Posted at 10:33 PM, Aug 22, 2017
and last updated 2017-08-22 22:33:04-04

Boone and Kentucky counties announced Tuesday night they would join other local communities in suing the United States’ three largest wholesale drug distributors for fueling the opioid epidemic that President Trump recently declared a national emergency.

According to a news release from the county fiscal courts, the three companies -- AmerisourceBergen, Cardinal Health and McKesson Corporation -- did not adequately monitor the amount of opioid medications being requested by and shipped to pharmacies in the area.

“Our community is spending millions of dollars mitigating the impact of corporate decisions flooding Northern Kentucky with highly addictive opioid pills, and we have an obligation to our citizens to seek remedy from those who unlawfully profited from this epidemic,” Kenton County Judge Kris Knochelmann said.

A similar suit filed by the city of Cincinnati Aug. 15 claimed more than 290 million opioids were distributed in Hamilton County alone between 2010 and 2015 -- enough to keep every single person in the county supplied for more than a year.

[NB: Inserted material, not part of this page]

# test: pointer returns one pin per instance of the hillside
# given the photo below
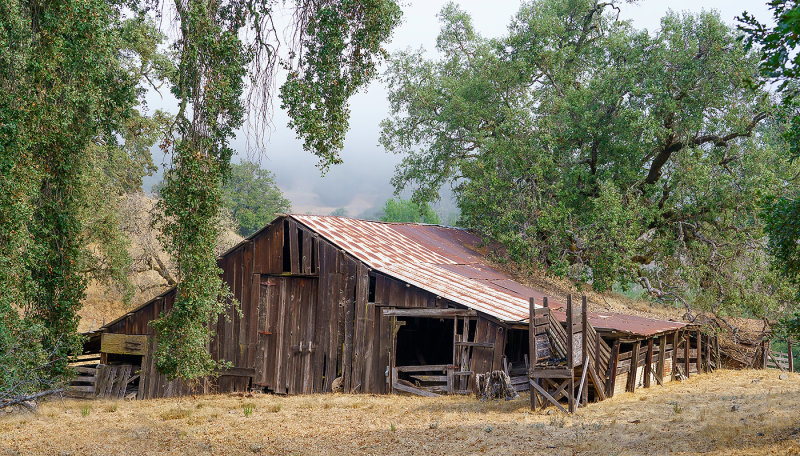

RELATED: Meet the middlemen who fueled the heroin epidemic

The suit claimed unscrupulous or lax business practices on the part of the distributors allowed some pharmacies to become “pill farms” that prescribed opioids plentifully and without caution, leading to addiction, withdrawal and mounting drug abuse among people who received these prescriptions.

All three distributors said in response to Cincinnati's suit that they took their responsibility to monitor opioid traffic seriously and worked with experts to help combat opioid abuse.

However, all three have also been investigated or fine by the federal Drug Enforcement Administration for failing to report suspicious orders like those communities claim fueled the epidemic.